ConversationAnalysisRecipes.ipynb

This notebook demonstrates several log analytic functions, starting with downloading logs (via getAllLogs.py) and extracting fields of interest (via extractConversations.py), then demonstrating basic and intermediate analytic capabilities.

intent_heatmap.py

Takes a tab-separated file (ie exported data frame from ConversationAnalysisRecipes.ipynb) and builds heat maps to help visualize the intent metrics.

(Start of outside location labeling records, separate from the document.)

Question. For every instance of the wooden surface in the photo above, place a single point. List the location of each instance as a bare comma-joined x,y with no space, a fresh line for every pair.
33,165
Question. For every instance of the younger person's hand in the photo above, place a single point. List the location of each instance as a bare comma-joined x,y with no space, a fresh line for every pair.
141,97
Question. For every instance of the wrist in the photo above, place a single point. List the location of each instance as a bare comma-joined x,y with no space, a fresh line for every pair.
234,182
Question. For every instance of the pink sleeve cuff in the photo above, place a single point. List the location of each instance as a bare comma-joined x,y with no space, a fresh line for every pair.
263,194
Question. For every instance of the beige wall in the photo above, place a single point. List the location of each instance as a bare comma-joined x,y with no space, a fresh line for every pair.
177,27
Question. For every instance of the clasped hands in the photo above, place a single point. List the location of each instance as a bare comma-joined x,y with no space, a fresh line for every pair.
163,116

python3 intent_heatmap.py -i first-turn-stats.tsv -o intent_conf.png -s "Total" -r "Intent Confidence" -l "Intent" -t "Classifier confidence by intent"
python3 intent_heatmap.py -i first-turn-stats.tsv -o stt_conf.png -s "Total" -r "STT Confidence" -l "Intent" -t "Speech confidence by intent"

Other analyses

Several other types of analysis are possible with Watson Assistant log data. The Watson Assistant development team has released two notebooks which help further analyze log data:

  • Measure Notebook - The Measure notebook contains a set of automated metrics that help you monitor and understand the behavior of your system. The goal is to understand where your assistant is doing well vs where it isn’t, and to focus your improvement effort to one of the problem areas identified.
  • Effectiveness Notebook - The Effectiveness notebook helps you understand relative performance of each intent and entity as well as the confusion between your intents. This information helps you prioritize your improvement effort.
  • The Dialog Skill Analysis helps assess your Watson Assistant intent training data for patterns before you deploy.
  • Analyze chatbot classifier performance from logs is a blog and video demonstrating how you can take utterances from logs and convert them into training and/or testing data.
  • Beware of focusing too much on training accuracy - you should measure and be concerned about blind test accuracy. See this two-part blog series on "Why Overfitting is a Bad Idea and How to Avoid It" with Part 1: Overfitting in General and Part 2: Overfitting in Virtual Assistants.